You can use the <quickStartSecurity> element
to quickly enable a simple (one user) security setup for the Liberty
profile.
About this task
You can set up a secured Liberty profile server and web
application by following some basic configuration steps. Configuration
actions within the Liberty profile are dynamic, which means the configuration
updates take effect without having to restart the server.
Procedure
- Create and start your server.
- Include the appSecurity-2.0 and servlet-3.0 features
in the server.xml file.
The server.xml file
is in the server directory of myNewServer, for
example, wlp\usr\servers\myNewServer\server.xml.
<featureManager>
<feature> appSecurity-2.0</feature>
<feature>servlet-3.0</feature>
</featureManager>
- Define the user name and password that is to be granted
the Administrator role for server management activities.
<quickStartSecurity userName="Bob" userPassword="bobpwd" />
Note: Choose
a user name and password that are meaningful to you. Never use the
name and password in the example for your applications.
- Configure the deployment descriptor with relevant security
constraints to protect web resource.

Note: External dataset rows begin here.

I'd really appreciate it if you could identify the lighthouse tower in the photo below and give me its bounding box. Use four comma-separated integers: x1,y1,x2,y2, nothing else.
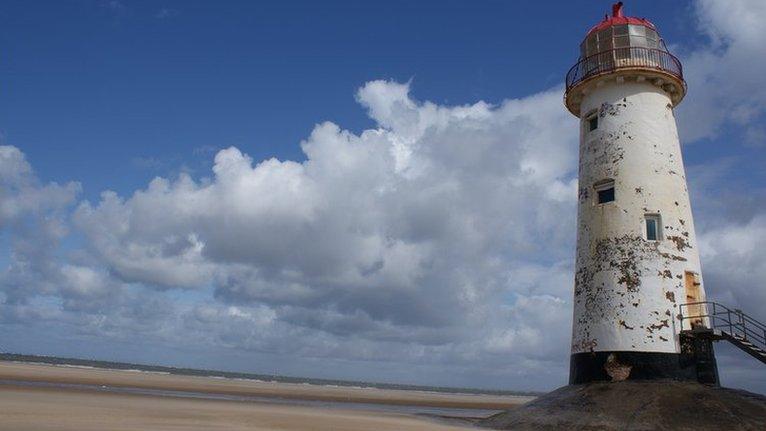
565,2,718,384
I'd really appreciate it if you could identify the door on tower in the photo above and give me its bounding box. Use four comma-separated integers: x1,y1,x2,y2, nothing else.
684,271,706,329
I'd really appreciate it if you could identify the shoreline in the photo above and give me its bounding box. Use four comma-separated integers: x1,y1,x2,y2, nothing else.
0,362,534,410
0,361,533,431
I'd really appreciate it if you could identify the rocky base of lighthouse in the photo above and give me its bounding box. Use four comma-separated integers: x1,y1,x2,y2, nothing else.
479,380,766,431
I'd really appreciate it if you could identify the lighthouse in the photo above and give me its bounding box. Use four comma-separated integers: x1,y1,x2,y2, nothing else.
565,2,718,384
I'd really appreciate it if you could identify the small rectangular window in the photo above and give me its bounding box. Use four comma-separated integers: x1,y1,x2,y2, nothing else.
644,214,662,241
595,180,614,204
585,111,598,132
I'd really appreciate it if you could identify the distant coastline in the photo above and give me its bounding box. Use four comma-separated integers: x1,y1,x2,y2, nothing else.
0,352,542,396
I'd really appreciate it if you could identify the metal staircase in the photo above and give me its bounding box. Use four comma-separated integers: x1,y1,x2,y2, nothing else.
679,301,766,364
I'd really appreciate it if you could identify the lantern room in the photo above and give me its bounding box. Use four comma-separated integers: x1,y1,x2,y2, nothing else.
580,2,667,58
565,2,686,117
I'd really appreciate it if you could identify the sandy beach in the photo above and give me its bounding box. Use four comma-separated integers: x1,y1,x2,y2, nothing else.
0,362,531,431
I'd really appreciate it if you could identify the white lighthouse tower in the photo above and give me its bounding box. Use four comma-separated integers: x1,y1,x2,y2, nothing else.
565,2,718,383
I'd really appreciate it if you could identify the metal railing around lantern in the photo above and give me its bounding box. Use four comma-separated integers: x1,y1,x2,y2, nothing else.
566,46,684,91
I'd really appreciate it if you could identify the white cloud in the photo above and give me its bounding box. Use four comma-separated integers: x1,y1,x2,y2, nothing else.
12,81,577,388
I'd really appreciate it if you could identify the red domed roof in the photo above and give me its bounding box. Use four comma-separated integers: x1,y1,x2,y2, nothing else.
585,2,657,37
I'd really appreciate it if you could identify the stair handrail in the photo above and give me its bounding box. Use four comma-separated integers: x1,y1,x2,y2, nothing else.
679,301,766,350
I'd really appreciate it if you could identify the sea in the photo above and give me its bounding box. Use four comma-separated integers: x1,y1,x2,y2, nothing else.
0,353,540,420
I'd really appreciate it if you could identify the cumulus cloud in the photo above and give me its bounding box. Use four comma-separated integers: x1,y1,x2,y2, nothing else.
74,81,576,360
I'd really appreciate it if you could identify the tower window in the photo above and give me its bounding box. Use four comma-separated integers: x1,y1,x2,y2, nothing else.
585,111,598,132
594,180,614,204
644,214,662,241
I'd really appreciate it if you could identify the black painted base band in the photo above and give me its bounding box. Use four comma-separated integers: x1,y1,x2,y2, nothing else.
569,340,719,385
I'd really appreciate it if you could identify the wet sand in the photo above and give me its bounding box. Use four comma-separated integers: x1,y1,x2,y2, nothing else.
0,362,530,431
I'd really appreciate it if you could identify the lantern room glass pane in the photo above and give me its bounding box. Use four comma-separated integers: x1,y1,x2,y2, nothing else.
630,36,648,48
614,25,628,36
614,35,631,48
585,34,597,56
628,25,646,36
598,27,612,44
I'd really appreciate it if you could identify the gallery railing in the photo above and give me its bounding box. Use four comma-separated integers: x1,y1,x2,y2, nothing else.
566,46,684,91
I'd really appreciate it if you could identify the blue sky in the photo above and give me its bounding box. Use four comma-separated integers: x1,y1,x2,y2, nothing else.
0,0,766,391
0,1,704,199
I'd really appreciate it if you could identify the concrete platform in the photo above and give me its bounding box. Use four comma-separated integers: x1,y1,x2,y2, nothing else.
479,381,766,431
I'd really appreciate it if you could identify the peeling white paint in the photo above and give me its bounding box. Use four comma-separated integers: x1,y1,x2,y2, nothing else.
572,76,704,354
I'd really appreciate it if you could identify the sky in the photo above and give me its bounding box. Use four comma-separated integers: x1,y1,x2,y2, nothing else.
0,0,766,392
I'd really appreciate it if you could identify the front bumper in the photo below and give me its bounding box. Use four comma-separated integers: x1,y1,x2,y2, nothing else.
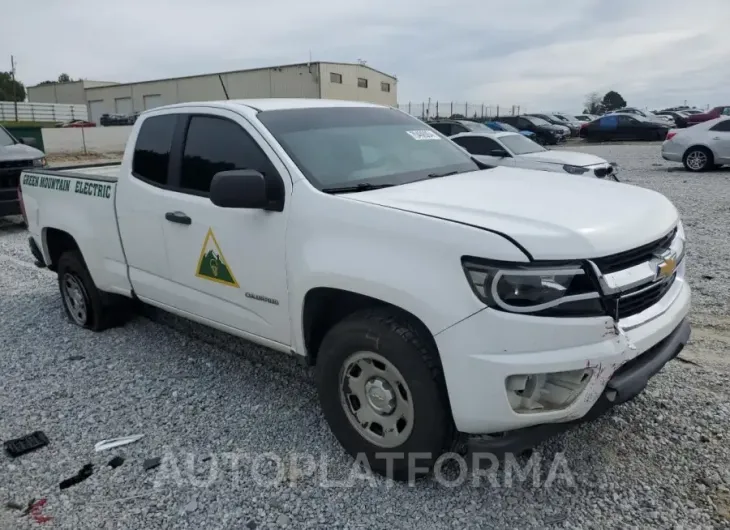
435,278,691,436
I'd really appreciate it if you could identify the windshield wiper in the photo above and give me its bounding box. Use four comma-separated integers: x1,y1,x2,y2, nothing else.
428,171,459,179
322,182,395,193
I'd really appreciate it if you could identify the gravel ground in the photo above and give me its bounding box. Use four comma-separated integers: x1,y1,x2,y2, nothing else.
0,144,730,529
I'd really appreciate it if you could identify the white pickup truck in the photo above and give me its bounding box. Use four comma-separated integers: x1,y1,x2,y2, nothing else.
21,99,690,478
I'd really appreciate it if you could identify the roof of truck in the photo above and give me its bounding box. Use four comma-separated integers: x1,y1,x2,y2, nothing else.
151,98,387,111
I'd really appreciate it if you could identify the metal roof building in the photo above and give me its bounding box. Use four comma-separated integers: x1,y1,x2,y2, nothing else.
28,62,398,122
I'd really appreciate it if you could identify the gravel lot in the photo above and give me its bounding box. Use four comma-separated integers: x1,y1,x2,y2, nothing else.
0,144,730,529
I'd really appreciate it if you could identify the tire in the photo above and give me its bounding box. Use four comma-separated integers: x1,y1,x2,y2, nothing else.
57,250,129,331
682,146,715,173
316,309,458,481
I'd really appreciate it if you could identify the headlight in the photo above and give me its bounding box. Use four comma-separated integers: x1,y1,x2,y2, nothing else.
563,164,588,175
462,258,606,317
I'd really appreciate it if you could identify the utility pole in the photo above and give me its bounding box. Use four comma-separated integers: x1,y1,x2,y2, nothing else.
10,55,18,121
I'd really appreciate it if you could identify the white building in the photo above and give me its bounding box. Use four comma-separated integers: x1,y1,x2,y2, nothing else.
28,62,398,122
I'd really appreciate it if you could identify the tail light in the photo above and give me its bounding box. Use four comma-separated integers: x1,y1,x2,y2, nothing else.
18,182,30,226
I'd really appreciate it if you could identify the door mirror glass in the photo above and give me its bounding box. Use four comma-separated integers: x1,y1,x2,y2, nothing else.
210,169,269,209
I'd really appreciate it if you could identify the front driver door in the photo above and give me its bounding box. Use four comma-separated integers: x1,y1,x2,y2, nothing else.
164,108,291,347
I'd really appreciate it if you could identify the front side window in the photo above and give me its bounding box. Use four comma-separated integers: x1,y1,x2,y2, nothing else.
132,114,178,185
499,133,547,155
257,107,478,190
180,116,275,194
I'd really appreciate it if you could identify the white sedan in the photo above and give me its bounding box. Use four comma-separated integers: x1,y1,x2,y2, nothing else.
662,116,730,171
450,131,618,181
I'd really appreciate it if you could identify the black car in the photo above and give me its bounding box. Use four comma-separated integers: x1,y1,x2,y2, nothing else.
527,114,580,136
654,110,687,129
580,114,669,142
495,116,565,145
426,120,492,136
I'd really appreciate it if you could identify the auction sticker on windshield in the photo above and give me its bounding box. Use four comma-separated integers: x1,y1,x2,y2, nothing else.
406,129,441,140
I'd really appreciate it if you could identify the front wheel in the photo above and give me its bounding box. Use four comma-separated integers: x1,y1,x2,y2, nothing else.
683,147,714,172
317,309,457,480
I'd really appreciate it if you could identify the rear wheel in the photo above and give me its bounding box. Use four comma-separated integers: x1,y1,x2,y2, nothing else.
683,146,714,172
317,309,457,480
57,250,129,331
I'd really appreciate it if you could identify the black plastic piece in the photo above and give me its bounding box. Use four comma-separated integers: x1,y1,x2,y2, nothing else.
4,431,50,458
107,456,124,469
59,464,94,490
142,457,162,471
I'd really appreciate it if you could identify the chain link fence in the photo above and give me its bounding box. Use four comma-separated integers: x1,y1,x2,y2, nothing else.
398,101,525,120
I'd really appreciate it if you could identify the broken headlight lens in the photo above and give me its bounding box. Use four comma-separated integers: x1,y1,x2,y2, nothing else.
462,258,606,317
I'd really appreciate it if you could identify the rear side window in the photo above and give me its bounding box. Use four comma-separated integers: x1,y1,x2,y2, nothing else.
132,114,177,185
180,116,276,194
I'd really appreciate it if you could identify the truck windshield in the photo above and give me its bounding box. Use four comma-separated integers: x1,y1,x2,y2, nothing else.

For example, use <auth-constraint> and <role-name> elements
to define a role that can access web resource.
The following
example
web.xml file shows that access to all
the URIs in the application is protected by the
testing role.
<?xml version="1.0" encoding="UTF-8"?>
<!DOCTYPE web-app PUBLIC "-//Sun Microsystems, Inc.//DTD Web Application 2.3//EN"
"http://java.sun.com/dtd/web-app_2_3.dtd">
<web-app id="myWebApp">
<!-- SERVLET DEFINITIONS -->
<servlet id="Default">
<servlet-name>myWebApp</servlet-name>
<servlet-class>com.web.app.MyWebAppServlet</servlet-class>
<load-on-startup/>
</servlet>
<!-- SERVLET MAPPINGS -->
<servlet-mapping id="ServletMapping_Default">
<servlet-name>myWebApp</servlet-name>
<url-pattern>/*</url-pattern>
</servlet-mapping>
<!-- SECURITY ROLES -->
<security-role>
<role-name>testing</role-name>
</security-role>
<!-- SECURITY CONSTRAINTS -->
<security-constraint>
<web-resource-collection>
<url-pattern>/*</url-pattern>
</web-resource-collection>
<auth-constraint>
<role-name>testing</role-name>
</auth-constraint>
</security-constraint>
<!-- AUTHENTICATION METHOD: Basic authentication -->
<login-config>
<auth-method>BASIC</auth-method>
</login-config>
</web-app>
- Configure your application in the server.xml file.
In the following example, the user
Bob is
mapped to the
testing role of the application:
<application type="war" id="myWebApp" name="myWebApp"
location="${server.config.dir}/apps/myWebApp.war">
<application-bnd>
<security-role name="testing">
<user name="Bob" />
</security-role>
</application-bnd>
</application>
- Access your application and log in with the user name Bob. The default URL for the myWebApp application
is http://localhost:9080/myWebApp
Results
You have now secured your application.